Doctors cannot tell their patients the truth about chemotherapy; the patients would run from the office as quickly as possible. They settle instead, as mine did, for “It’s not your whole life, though it will seem that way.” or “Your body won’t look like your body for the next six months.” Oh, no, dear doctor—a body exposed to toxic chemicals will never be the same again, even if the scars heal. Hair will grow back and mouth sores heal, but neuropathy and slight deafness remain, and “chemo brain” is no joke.

Next we were ushered into the chemo room. Stationed around the perimeter were two navy blue and two seafoam green recliners, each with a lap blanket; an attached bathroom was included. Even though no women were being treated, just being in the room made me queasy. Wigs waited on stands on shelving near the room’s ceiling and cloth hats were stuffed in baskets hung on a pole. Linda sat on a stool across from Kathy and me as we perched on the edge of the recliners, a two-pocket folder on the side table she pulled between us. Kathy took notes—when I looked back at them later, I saw that she’d titled them 1^st Port-o’-call. Occasionally she reached over to rub my back when she saw the terror on my face escalating.

“We have four chairs here, as you can see.

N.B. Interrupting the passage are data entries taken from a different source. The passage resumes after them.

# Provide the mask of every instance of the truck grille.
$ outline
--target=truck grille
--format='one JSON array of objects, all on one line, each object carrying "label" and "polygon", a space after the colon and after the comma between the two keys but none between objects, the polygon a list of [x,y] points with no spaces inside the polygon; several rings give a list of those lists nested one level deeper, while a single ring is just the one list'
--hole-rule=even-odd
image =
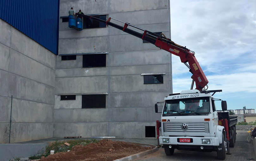
[{"label": "truck grille", "polygon": [[209,125],[208,123],[186,123],[188,128],[186,130],[181,128],[181,125],[184,123],[164,123],[164,132],[209,133]]}]

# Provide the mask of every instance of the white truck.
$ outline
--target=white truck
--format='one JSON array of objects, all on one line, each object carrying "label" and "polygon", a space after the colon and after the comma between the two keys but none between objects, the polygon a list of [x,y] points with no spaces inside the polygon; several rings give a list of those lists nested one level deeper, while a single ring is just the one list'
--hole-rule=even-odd
[{"label": "white truck", "polygon": [[[222,111],[227,110],[226,101],[213,97],[222,91],[188,90],[165,97],[162,122],[157,128],[161,129],[159,142],[167,155],[172,155],[175,149],[216,151],[221,160],[225,159],[226,152],[230,154],[229,147],[234,147],[235,142],[237,116],[216,110],[215,101],[221,101]],[[156,113],[160,103],[155,105]]]},{"label": "white truck", "polygon": [[[171,94],[165,98],[161,124],[162,136],[158,140],[163,145],[165,153],[168,155],[173,154],[174,149],[217,151],[218,158],[225,159],[226,150],[229,153],[229,143],[230,147],[235,145],[237,118],[231,119],[228,113],[216,110],[215,99],[209,91],[207,91],[208,80],[195,57],[194,52],[186,46],[176,44],[163,33],[158,35],[130,23],[111,17],[105,21],[78,13],[76,15],[84,19],[106,23],[106,25],[122,30],[179,57],[192,74],[191,90]],[[112,20],[118,24],[110,22]],[[122,23],[123,26],[119,25]],[[194,83],[196,89],[192,90]],[[226,110],[226,102],[222,101],[222,110]],[[157,104],[155,107],[157,112]],[[158,126],[160,126],[158,123]]]}]

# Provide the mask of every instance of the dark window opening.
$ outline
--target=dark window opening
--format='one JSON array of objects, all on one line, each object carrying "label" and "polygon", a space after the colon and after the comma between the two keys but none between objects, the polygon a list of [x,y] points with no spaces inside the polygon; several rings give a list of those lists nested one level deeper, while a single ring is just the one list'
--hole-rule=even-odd
[{"label": "dark window opening", "polygon": [[106,54],[83,55],[83,68],[106,66]]},{"label": "dark window opening", "polygon": [[82,95],[82,108],[106,108],[106,94]]},{"label": "dark window opening", "polygon": [[146,138],[155,138],[155,126],[145,126],[145,137]]},{"label": "dark window opening", "polygon": [[61,100],[76,100],[76,95],[60,96]]},{"label": "dark window opening", "polygon": [[69,21],[69,17],[63,17],[62,18],[63,22],[66,22]]},{"label": "dark window opening", "polygon": [[[157,34],[157,35],[160,35],[160,34],[162,33],[162,32],[158,32],[157,33],[154,33],[156,34]],[[148,41],[146,41],[144,40],[143,40],[143,43],[149,43],[149,42]]]},{"label": "dark window opening", "polygon": [[144,79],[144,84],[163,83],[163,75],[145,75]]},{"label": "dark window opening", "polygon": [[76,55],[61,56],[61,60],[70,60],[76,59]]},{"label": "dark window opening", "polygon": [[[107,15],[96,15],[93,16],[94,17],[101,20],[106,21]],[[100,27],[106,27],[106,24],[101,22],[99,22],[94,20],[84,17],[83,21],[83,28],[91,28]]]}]

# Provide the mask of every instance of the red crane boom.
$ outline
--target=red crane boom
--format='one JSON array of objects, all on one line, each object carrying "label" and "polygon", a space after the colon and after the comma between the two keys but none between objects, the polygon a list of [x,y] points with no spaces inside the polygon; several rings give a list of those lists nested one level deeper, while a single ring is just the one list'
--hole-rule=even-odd
[{"label": "red crane boom", "polygon": [[[199,91],[206,90],[205,86],[208,88],[207,84],[209,82],[204,72],[195,57],[195,52],[183,47],[174,43],[171,39],[166,38],[162,33],[158,35],[154,33],[146,30],[137,26],[131,25],[129,23],[125,23],[110,17],[105,21],[92,16],[76,13],[76,15],[79,15],[83,16],[86,18],[89,18],[95,20],[100,22],[106,23],[106,25],[109,25],[115,28],[122,30],[124,32],[147,41],[151,44],[155,45],[156,46],[163,49],[175,55],[180,57],[180,61],[188,68],[189,71],[192,74],[191,78],[192,79],[192,83],[191,89],[192,89],[194,82],[196,83],[196,89]],[[110,22],[111,19],[114,20],[124,24],[124,26]],[[143,33],[139,33],[130,28],[128,26],[135,28],[143,32]],[[188,64],[187,64],[188,63]]]}]

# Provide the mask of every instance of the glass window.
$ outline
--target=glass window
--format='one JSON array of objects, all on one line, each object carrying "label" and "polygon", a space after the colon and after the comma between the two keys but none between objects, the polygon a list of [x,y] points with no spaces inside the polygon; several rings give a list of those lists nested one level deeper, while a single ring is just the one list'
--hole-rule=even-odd
[{"label": "glass window", "polygon": [[76,55],[61,56],[61,60],[70,60],[76,59]]},{"label": "glass window", "polygon": [[210,112],[209,100],[208,97],[167,100],[163,116],[208,114]]},{"label": "glass window", "polygon": [[106,94],[82,95],[82,108],[106,108]]},{"label": "glass window", "polygon": [[145,75],[143,77],[144,84],[163,83],[163,75]]},{"label": "glass window", "polygon": [[[107,20],[106,15],[93,15],[92,16],[105,21]],[[85,17],[84,17],[83,18],[83,28],[91,28],[106,27],[106,23],[99,22],[96,20]]]},{"label": "glass window", "polygon": [[106,54],[83,55],[83,68],[106,66]]}]

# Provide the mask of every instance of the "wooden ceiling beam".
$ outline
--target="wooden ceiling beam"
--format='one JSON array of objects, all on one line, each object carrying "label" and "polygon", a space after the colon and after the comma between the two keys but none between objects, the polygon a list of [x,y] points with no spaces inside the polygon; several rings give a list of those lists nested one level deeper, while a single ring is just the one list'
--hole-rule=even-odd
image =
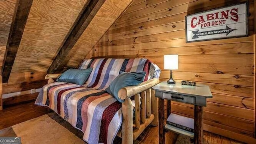
[{"label": "wooden ceiling beam", "polygon": [[8,82],[32,2],[18,0],[16,4],[3,61],[3,82]]},{"label": "wooden ceiling beam", "polygon": [[48,69],[47,73],[59,72],[67,64],[68,62],[65,62],[65,59],[105,1],[105,0],[90,0]]}]

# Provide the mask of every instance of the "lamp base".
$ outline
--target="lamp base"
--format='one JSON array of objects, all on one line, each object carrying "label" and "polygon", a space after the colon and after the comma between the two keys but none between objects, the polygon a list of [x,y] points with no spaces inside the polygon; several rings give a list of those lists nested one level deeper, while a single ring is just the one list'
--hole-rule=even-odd
[{"label": "lamp base", "polygon": [[167,83],[170,84],[175,84],[175,81],[172,79],[172,70],[170,70],[170,79],[167,80]]},{"label": "lamp base", "polygon": [[167,81],[167,83],[170,84],[175,84],[175,81],[172,79],[172,78],[171,78]]}]

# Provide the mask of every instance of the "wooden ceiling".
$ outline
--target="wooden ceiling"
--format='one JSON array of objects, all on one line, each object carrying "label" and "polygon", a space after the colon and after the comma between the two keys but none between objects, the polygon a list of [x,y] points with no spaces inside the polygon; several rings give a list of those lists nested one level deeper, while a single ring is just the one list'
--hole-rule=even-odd
[{"label": "wooden ceiling", "polygon": [[[77,66],[132,1],[105,1],[65,59],[68,66]],[[12,75],[46,72],[90,1],[34,0],[12,69]],[[0,66],[16,2],[15,0],[0,1],[0,5],[4,6],[0,8]]]},{"label": "wooden ceiling", "polygon": [[12,19],[16,3],[16,0],[0,0],[0,66],[2,65],[4,56]]}]

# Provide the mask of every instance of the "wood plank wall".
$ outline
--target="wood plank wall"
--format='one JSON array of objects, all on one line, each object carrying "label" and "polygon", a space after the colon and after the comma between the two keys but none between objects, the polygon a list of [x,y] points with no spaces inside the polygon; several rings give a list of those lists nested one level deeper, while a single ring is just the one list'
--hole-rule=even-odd
[{"label": "wood plank wall", "polygon": [[0,66],[2,65],[16,0],[0,0]]},{"label": "wood plank wall", "polygon": [[[135,0],[87,58],[146,57],[169,78],[163,55],[178,54],[175,80],[209,85],[213,98],[204,109],[205,130],[248,143],[254,135],[254,0],[248,37],[186,43],[185,16],[244,0]],[[193,116],[193,106],[172,102],[173,112]]]}]

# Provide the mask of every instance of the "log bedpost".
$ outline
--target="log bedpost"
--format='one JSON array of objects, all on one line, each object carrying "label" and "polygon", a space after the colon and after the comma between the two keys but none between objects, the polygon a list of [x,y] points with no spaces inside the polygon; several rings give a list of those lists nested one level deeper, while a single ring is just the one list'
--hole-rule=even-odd
[{"label": "log bedpost", "polygon": [[122,144],[133,143],[132,127],[132,102],[129,98],[125,99],[122,104],[123,123],[122,128]]},{"label": "log bedpost", "polygon": [[146,122],[146,91],[141,92],[141,110],[140,110],[140,117],[141,122],[144,123]]},{"label": "log bedpost", "polygon": [[151,115],[151,88],[146,90],[146,112],[147,117],[149,118]]},{"label": "log bedpost", "polygon": [[52,78],[50,78],[49,79],[49,80],[48,80],[48,81],[47,81],[47,84],[50,84],[50,83],[52,83],[54,82],[54,81],[53,80],[53,79],[52,79]]},{"label": "log bedpost", "polygon": [[152,108],[152,114],[155,116],[155,118],[151,123],[153,126],[158,125],[158,98],[156,98],[156,92],[154,90],[151,90],[151,106]]},{"label": "log bedpost", "polygon": [[140,128],[140,93],[134,96],[135,100],[135,127],[137,129]]}]

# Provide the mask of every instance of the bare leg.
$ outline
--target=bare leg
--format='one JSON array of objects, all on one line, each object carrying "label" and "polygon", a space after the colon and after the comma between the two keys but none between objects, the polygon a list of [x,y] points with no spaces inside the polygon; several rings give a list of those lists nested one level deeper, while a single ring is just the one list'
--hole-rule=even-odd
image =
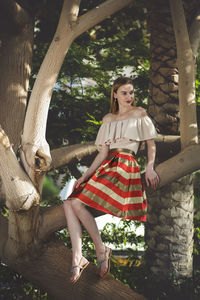
[{"label": "bare leg", "polygon": [[[105,246],[102,242],[95,219],[93,218],[92,214],[85,208],[85,205],[79,200],[77,199],[71,200],[71,206],[77,218],[81,221],[81,223],[84,225],[85,229],[91,236],[93,243],[95,245],[97,259],[98,261],[101,261],[102,259],[104,259]],[[107,271],[107,269],[108,269],[108,261],[105,260],[105,262],[101,264],[100,275],[103,276],[103,274]]]},{"label": "bare leg", "polygon": [[[79,219],[74,213],[71,201],[65,201],[63,207],[72,243],[72,266],[77,266],[79,265],[82,257],[82,228]],[[83,258],[82,264],[84,265],[86,262],[87,260]],[[79,268],[72,269],[72,276],[70,278],[71,282],[76,279],[76,277],[79,275],[79,272]]]}]

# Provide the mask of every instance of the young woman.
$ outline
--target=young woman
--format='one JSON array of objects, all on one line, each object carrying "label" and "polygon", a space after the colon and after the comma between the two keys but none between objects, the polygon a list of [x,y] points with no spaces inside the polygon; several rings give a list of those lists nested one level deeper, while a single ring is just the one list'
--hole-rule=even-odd
[{"label": "young woman", "polygon": [[156,136],[146,111],[135,106],[132,79],[116,79],[111,91],[111,113],[104,116],[95,142],[99,153],[64,202],[72,242],[71,283],[77,282],[89,264],[82,256],[81,223],[94,242],[100,278],[110,269],[111,249],[103,244],[96,221],[86,205],[119,218],[146,220],[147,199],[135,154],[139,143],[146,141],[146,184],[156,188],[159,183],[154,171],[156,147],[153,139]]}]

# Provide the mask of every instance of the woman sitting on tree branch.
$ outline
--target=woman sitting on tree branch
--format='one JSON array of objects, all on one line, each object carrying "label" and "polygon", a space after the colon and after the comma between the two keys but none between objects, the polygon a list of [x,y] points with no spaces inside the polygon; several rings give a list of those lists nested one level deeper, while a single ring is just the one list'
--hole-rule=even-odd
[{"label": "woman sitting on tree branch", "polygon": [[156,188],[159,183],[154,171],[156,136],[145,109],[135,106],[132,79],[119,77],[111,91],[111,113],[104,116],[96,138],[99,153],[75,182],[72,194],[64,202],[72,242],[71,283],[77,282],[89,264],[82,256],[80,223],[94,242],[100,278],[103,279],[110,270],[111,249],[103,244],[96,221],[86,205],[119,218],[146,221],[147,199],[135,154],[140,141],[146,141],[146,184]]}]

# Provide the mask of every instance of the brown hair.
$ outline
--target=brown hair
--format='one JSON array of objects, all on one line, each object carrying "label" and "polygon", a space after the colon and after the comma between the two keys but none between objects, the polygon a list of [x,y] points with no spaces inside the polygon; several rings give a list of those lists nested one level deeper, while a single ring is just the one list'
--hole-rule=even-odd
[{"label": "brown hair", "polygon": [[[114,93],[116,93],[118,88],[124,84],[132,84],[132,86],[134,86],[133,80],[129,77],[124,77],[124,76],[117,78],[113,82],[113,86],[111,89],[111,97],[110,97],[110,109],[111,109],[112,114],[116,114],[119,110],[118,101],[115,101],[115,99],[114,99]],[[132,106],[134,106],[134,105],[135,105],[135,101],[133,100]]]}]

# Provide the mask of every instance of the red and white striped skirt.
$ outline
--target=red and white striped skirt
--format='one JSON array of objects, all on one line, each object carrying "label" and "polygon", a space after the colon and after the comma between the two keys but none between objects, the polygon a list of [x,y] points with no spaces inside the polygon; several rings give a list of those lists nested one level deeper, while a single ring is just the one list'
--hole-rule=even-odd
[{"label": "red and white striped skirt", "polygon": [[146,221],[147,199],[140,167],[128,149],[111,149],[94,174],[69,198],[119,218]]}]

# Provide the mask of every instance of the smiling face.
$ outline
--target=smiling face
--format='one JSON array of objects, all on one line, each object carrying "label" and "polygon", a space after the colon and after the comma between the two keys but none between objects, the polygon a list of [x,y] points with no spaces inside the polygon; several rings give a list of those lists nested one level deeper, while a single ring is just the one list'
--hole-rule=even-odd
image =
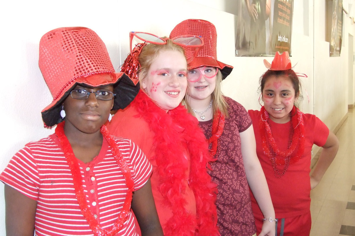
[{"label": "smiling face", "polygon": [[[203,73],[201,70],[203,70]],[[192,82],[189,81],[189,96],[191,99],[196,100],[208,100],[209,103],[211,100],[211,94],[216,88],[216,75],[215,74],[217,69],[215,67],[201,67],[190,70],[187,73],[187,77],[193,77],[195,74],[201,74],[201,77],[197,81]],[[214,76],[209,78],[204,74],[215,75]],[[190,80],[195,80],[190,79]]]},{"label": "smiling face", "polygon": [[160,108],[173,109],[185,96],[187,71],[186,59],[181,52],[160,51],[141,82],[141,87]]},{"label": "smiling face", "polygon": [[276,123],[284,123],[290,120],[296,94],[291,79],[286,76],[270,76],[265,82],[262,98],[270,119]]},{"label": "smiling face", "polygon": [[[98,90],[113,92],[112,85],[95,88],[77,85],[74,89],[88,92]],[[90,93],[86,99],[76,99],[70,95],[64,100],[63,105],[66,114],[65,131],[74,130],[92,134],[99,132],[100,128],[107,121],[113,106],[113,99],[108,100],[99,100],[94,93]]]}]

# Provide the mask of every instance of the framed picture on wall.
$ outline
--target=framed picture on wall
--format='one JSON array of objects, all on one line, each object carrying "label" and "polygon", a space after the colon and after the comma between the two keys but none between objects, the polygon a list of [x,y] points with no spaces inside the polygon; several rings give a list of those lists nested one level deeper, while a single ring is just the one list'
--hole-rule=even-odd
[{"label": "framed picture on wall", "polygon": [[236,0],[235,56],[291,54],[293,0]]}]

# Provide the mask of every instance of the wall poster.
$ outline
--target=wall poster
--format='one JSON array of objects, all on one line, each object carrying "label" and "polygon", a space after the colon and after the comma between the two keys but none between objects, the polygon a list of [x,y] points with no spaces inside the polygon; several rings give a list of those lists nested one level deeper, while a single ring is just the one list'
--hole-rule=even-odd
[{"label": "wall poster", "polygon": [[235,56],[291,55],[293,0],[236,0]]},{"label": "wall poster", "polygon": [[343,39],[343,0],[333,0],[329,56],[340,57]]}]

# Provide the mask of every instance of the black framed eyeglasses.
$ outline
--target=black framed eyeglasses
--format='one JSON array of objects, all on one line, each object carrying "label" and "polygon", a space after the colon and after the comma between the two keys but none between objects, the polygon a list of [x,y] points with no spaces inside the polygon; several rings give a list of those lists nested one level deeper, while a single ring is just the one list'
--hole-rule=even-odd
[{"label": "black framed eyeglasses", "polygon": [[71,97],[75,99],[87,99],[89,97],[90,93],[95,93],[96,98],[100,100],[110,100],[113,98],[116,94],[109,91],[98,90],[96,92],[88,92],[83,89],[76,89],[70,92]]}]

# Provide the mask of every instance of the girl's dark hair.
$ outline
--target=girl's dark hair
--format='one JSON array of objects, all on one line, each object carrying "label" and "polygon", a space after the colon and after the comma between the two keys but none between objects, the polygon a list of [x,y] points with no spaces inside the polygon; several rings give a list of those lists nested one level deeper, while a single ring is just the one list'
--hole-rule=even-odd
[{"label": "girl's dark hair", "polygon": [[[301,90],[301,83],[298,78],[297,75],[292,69],[289,69],[285,70],[268,70],[260,77],[260,91],[262,93],[265,86],[265,83],[269,78],[272,76],[276,77],[285,76],[288,77],[291,80],[292,85],[295,90],[295,94],[296,96],[300,96],[300,91]],[[300,97],[300,98],[301,98]]]}]

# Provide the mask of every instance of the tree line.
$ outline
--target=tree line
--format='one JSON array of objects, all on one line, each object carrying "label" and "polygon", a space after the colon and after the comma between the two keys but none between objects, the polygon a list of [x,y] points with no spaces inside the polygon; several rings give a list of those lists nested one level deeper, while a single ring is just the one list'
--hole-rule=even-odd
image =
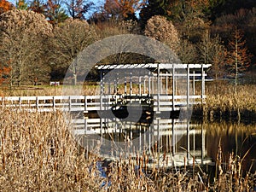
[{"label": "tree line", "polygon": [[[89,14],[91,13],[91,14]],[[183,63],[211,63],[214,79],[253,69],[256,5],[250,0],[0,0],[0,83],[61,80],[85,47],[119,34],[163,42]],[[119,53],[102,63],[152,62]],[[67,73],[74,80],[75,67]]]}]

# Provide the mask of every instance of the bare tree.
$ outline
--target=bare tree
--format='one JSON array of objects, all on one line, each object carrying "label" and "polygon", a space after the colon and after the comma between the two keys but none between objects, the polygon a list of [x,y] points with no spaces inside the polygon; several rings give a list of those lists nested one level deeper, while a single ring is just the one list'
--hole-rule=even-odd
[{"label": "bare tree", "polygon": [[92,8],[94,3],[87,0],[67,0],[66,5],[69,15],[73,20],[85,20],[85,14]]},{"label": "bare tree", "polygon": [[197,48],[199,62],[212,64],[211,73],[215,79],[223,77],[226,73],[227,49],[222,44],[220,38],[218,36],[211,38],[207,31]]},{"label": "bare tree", "polygon": [[174,51],[179,44],[177,31],[172,21],[163,16],[155,15],[148,20],[145,35],[165,43]]},{"label": "bare tree", "polygon": [[43,58],[44,43],[52,31],[44,16],[33,11],[11,10],[0,15],[1,62],[9,62],[10,85],[32,82],[49,74]]},{"label": "bare tree", "polygon": [[237,28],[233,32],[233,38],[230,41],[229,59],[227,61],[230,70],[235,75],[235,93],[237,90],[238,74],[245,71],[251,63],[252,55],[246,47],[246,41],[243,40],[243,34]]}]

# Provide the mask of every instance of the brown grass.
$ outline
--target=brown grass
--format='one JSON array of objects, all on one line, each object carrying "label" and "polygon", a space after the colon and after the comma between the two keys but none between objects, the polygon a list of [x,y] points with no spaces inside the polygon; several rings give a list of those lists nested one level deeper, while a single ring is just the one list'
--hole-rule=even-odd
[{"label": "brown grass", "polygon": [[252,121],[256,118],[256,85],[239,85],[234,93],[232,84],[214,82],[207,84],[206,104],[197,106],[210,120],[236,119]]}]

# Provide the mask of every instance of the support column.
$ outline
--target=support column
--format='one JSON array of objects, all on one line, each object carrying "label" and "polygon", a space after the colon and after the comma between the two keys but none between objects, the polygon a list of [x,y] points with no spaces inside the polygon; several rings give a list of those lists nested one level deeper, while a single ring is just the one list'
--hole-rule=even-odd
[{"label": "support column", "polygon": [[160,113],[160,66],[157,64],[157,111]]}]

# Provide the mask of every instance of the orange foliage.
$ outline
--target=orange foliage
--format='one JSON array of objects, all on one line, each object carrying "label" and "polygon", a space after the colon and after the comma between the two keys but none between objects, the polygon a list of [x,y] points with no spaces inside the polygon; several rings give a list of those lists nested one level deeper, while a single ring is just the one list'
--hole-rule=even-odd
[{"label": "orange foliage", "polygon": [[13,9],[13,4],[6,0],[0,0],[0,15]]},{"label": "orange foliage", "polygon": [[104,8],[108,13],[120,15],[127,17],[139,9],[144,1],[141,0],[106,0]]},{"label": "orange foliage", "polygon": [[10,67],[3,67],[2,69],[0,69],[0,84],[8,80],[10,71]]}]

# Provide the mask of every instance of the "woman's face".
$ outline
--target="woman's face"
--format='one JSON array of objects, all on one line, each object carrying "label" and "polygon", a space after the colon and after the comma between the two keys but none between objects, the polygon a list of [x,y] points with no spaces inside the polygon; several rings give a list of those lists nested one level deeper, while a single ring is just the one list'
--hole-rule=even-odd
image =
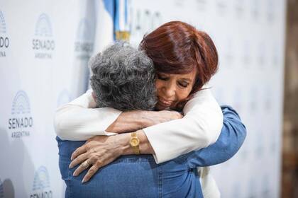
[{"label": "woman's face", "polygon": [[174,109],[189,95],[194,83],[196,69],[186,74],[157,73],[155,86],[158,103],[155,107],[162,110],[167,107]]}]

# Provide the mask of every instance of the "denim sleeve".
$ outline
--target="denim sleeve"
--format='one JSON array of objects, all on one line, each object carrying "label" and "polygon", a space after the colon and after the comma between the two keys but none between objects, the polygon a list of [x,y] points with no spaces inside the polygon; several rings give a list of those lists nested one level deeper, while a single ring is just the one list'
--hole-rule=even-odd
[{"label": "denim sleeve", "polygon": [[229,106],[221,106],[224,125],[217,141],[212,145],[192,151],[184,158],[190,168],[221,163],[233,157],[242,146],[246,129],[238,113]]}]

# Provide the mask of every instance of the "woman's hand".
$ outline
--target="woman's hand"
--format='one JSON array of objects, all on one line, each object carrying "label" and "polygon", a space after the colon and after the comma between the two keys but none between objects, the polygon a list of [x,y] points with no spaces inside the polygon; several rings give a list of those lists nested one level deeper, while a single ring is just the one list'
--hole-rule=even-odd
[{"label": "woman's hand", "polygon": [[79,175],[91,166],[82,181],[87,182],[101,167],[111,163],[128,149],[131,149],[128,134],[109,136],[96,136],[89,139],[72,153],[70,168],[80,163],[73,175]]}]

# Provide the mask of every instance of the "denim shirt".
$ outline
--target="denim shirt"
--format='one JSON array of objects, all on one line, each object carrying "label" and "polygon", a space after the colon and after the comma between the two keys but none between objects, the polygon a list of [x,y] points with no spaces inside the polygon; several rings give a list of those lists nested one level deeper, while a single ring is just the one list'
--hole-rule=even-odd
[{"label": "denim shirt", "polygon": [[231,158],[241,146],[246,129],[237,112],[222,106],[224,125],[214,144],[156,164],[152,155],[123,156],[101,168],[87,182],[70,169],[72,152],[85,141],[62,141],[59,167],[67,188],[65,197],[203,197],[197,167],[209,166]]}]

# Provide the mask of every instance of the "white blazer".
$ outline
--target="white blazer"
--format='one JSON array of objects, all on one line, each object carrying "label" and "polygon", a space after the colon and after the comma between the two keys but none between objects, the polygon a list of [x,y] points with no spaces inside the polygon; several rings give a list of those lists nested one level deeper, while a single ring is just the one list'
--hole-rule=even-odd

All but one have television sets.”

“That one will be my chair,” I asserted. Since college, when we’d had two television sets for the entire dorm, I’d not been good at watching television, especially during the day. Later I would come to envy the women who could distract themselves with talk shows or soap operas, but I’d made choices that had closed that particular path to me.

Linda shared information and risks about chemo from literature gathered in that two-pocket navy blue portfolio. I found the sheer amount of material overwhelming. According to the copy of the Chemotherapy Patient Education Form I had to sign at the conclusion of her presentation, Linda covered the following Chemotherapy Side Effects and Concerns with me: “chemotherapy action, reduction in blood counts, nausea and vomiting, diet, hair loss, leakage from vein, numbness/tingling in hands and feet, allergic type reactions, sores in mouth, diarrhea/constipation, aching in muscles or joints, hearing loss, damage to kidney, bladder irritation, skin changes, and mental changes.” They forgot the frogs and locusts. By the time she finished, I was nearly ready to give up and die of cancer before these combined horrors could finish me off.

 “You have to be careful during chemo not to let your temperature get higher than 103Ëš Fahrenheit,” Linda told me during our session. “The high temperature signals an infection. You must be very careful to avoid sick people and to wash your hands often.”

No fool, she took one look at my face and asked, “Do you have a thermometer at home?”

“No,” I admitted.

She went to a shelf behind us and handed me a thermometer packaged with a brochure asking Are you ready to start chemotherapy? The obvious response was, You’ve got to be kidding! Of course I’m not ready! It was an advertisement for a drug to “support your natural defenses to help protect against infection right from the start.”

“Now you do,” Linda said.

A thermometer was one of the many medical supplies for which I’d never felt a need. Despite Linda’s cautions, I had no intention of monitoring my temperature every day or several times a day. I was going to be fine, and I certainly wasn’t going to turn into a hypochondriac or one of those people who could talk of nothing but illness.

Several points were clarified for me: the effects of chemo were cumulative, and a round was two weeks on, a long day and a short day, with one week off.

“I expect I’ll feel pretty wiped out the first couple of days after chemo,” I said to Linda.

“Actually, you’ll probably feel pretty good, because of the drugs we give you,” she told me.

“Well, then, since church is the only thing scheduled at my house, I’d like Friday.”

When Kathy and I returned to my car, I threw the navy portfolio into the backseat, where it stayed for nearly a month before I could bear to bring it into the house. Even now, just listing the contents makes me nervous. The thermometer remained in its plastic wrap with the brochure I never read for the drug I didn’t take.